Você acha que a Ditadura Militar atrapalhou o desenvolvimento do futebol brasileiro?

Eu penso que não tem como o futebol ficar isolado, fora da sociedade a que pertence. O poder nacional acaba abrangendo várias esferas e o futebol é uma delas. Uma ditadura é um período de fechamento, de limitação, tudo fica retardado, prejudicado. Até hoje o Brasil sofre consequências disso e no futebol é evidente. Houve intervenção militar direta nos próprios clubes. Muitos militares passaram a trabalhar diretamente nos clubes, teve essa interferência direta. Isso fez com que até hoje o futebol sofra as consequências. Até hoje todo mundo queixa-se de que o futebol perdeu as características mais brasileiras, como sua originalidade. Eu vejo o futebol como uma manifestação, como uma forma de expressão de uma coletividade. E as consequências continuam por muito tempo.

Como você avalia a gestão de Ricardo Teixeira à frente da CBF?

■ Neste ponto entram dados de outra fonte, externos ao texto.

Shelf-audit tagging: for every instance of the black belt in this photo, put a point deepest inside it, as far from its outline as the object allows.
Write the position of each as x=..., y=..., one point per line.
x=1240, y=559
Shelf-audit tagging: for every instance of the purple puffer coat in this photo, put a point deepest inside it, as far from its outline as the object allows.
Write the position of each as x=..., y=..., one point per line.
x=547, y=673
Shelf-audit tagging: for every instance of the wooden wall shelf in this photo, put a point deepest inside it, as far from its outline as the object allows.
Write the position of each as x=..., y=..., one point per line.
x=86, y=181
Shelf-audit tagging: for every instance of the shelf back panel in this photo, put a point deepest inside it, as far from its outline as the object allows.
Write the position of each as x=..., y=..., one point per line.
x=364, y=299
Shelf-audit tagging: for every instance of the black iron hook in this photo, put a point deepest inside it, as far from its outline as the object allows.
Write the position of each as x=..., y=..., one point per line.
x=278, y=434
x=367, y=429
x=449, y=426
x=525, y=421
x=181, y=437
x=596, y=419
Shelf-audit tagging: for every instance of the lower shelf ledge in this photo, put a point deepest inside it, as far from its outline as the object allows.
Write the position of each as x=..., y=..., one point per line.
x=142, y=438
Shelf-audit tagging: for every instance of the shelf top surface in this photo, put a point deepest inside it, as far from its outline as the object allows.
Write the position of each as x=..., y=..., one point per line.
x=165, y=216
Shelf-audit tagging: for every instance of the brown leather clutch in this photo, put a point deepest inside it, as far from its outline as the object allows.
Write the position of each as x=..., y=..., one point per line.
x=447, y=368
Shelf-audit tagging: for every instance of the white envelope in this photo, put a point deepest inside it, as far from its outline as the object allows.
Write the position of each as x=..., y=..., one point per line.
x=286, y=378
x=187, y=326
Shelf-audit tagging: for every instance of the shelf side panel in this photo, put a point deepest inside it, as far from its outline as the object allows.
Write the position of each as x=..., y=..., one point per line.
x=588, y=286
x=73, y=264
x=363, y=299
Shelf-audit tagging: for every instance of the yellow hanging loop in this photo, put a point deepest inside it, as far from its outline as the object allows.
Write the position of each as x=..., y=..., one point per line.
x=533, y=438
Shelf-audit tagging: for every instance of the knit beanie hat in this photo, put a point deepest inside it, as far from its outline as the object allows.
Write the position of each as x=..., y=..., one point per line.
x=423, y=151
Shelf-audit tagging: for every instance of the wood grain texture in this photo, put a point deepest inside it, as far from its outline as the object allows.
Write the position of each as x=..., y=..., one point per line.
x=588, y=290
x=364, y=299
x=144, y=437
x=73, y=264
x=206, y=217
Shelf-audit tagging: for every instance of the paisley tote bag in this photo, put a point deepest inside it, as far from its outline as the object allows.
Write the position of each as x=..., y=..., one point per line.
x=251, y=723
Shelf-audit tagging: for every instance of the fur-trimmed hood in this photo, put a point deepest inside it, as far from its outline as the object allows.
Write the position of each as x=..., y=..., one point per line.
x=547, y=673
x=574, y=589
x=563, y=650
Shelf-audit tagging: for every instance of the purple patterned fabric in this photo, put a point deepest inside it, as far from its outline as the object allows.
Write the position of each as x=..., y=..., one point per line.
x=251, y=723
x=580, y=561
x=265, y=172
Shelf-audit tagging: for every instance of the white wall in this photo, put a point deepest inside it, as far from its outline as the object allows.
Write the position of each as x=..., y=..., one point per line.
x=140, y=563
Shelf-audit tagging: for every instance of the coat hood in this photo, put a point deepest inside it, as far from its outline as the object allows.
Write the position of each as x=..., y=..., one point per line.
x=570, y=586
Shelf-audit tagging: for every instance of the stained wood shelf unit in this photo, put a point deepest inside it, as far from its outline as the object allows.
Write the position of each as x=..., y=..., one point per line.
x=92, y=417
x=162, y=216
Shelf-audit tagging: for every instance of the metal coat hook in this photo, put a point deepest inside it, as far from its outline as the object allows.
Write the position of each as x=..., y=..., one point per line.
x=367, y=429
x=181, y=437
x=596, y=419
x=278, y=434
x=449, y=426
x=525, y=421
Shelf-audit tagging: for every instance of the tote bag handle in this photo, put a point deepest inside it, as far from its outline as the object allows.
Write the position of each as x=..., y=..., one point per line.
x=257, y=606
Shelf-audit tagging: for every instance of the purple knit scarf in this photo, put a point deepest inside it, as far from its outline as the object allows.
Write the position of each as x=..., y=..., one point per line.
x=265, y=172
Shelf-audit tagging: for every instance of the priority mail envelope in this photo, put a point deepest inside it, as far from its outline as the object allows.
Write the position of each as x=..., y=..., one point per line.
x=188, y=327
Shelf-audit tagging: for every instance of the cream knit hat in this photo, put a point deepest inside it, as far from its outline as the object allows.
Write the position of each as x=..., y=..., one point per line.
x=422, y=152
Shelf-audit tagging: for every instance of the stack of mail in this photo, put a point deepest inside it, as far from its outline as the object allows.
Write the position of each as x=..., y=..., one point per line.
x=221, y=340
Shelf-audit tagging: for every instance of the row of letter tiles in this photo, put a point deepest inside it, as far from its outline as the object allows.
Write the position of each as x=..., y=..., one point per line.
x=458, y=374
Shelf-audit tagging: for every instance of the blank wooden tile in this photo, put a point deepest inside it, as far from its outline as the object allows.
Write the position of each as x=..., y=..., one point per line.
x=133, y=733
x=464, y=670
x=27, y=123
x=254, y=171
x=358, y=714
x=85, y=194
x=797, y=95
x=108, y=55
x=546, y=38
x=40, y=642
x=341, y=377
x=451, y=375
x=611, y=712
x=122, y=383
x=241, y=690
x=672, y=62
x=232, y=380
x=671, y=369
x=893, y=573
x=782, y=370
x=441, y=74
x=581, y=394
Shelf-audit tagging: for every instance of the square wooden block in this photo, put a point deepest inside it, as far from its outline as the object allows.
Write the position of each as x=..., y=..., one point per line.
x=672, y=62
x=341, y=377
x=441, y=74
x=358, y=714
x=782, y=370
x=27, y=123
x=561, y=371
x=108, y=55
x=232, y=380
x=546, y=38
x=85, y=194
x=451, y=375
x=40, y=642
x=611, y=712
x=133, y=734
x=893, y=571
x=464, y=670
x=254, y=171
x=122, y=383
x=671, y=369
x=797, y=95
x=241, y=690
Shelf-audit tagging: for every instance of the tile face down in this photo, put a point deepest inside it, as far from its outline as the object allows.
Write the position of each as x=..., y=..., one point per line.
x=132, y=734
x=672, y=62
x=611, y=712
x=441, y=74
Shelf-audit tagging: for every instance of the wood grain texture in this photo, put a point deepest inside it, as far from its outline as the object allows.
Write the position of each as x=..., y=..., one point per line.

Eu não tinha nem pensado nisso, mas ele é o exemplo concreto de tudo isso que a gente estava falando. Como é que ele chegou a ser dirigente da CBF e depois ter a importância para a Fifa que ele alcançou? A relação dele com o futebol era unicamente ser genro do João Havelange, entendeu? Não digo que ele tinha que ter sido jogador, o melhor jogador não é o melhor dirigente, são coisas diferentes. Mas ele chegou ao comando da CBF com um nível de poder extremo que adquiriu com uma relação familiar. Aí ele atuou da maneira como pôde atuar, dentro dessa ideia de poder no futebol, que é bem feudal. E o sistema Fifa é isso.

Você vê um processo de elitização vigente no futebol atualmente? A Copa do Mundo pode ser um símbolo disso?

À medida em que o futebol fica mais “caro”, em todos os sentidos, ele fica cada vez mais elitizado. O interesse financeiro vem à frente e é um retrato do que é o futebol. Existe cada vez mais dinheiro e o espetáculo empobrece. É uma contradição enorme. Os estádios são modernos, sistemas, informatização, progresso tecnológico. Mas o espetáculo empobrece.

A Copa do Mundo ainda é usada como um instrumento político, como foi em 1970?

Claramente. Não tenha dúvidas disso.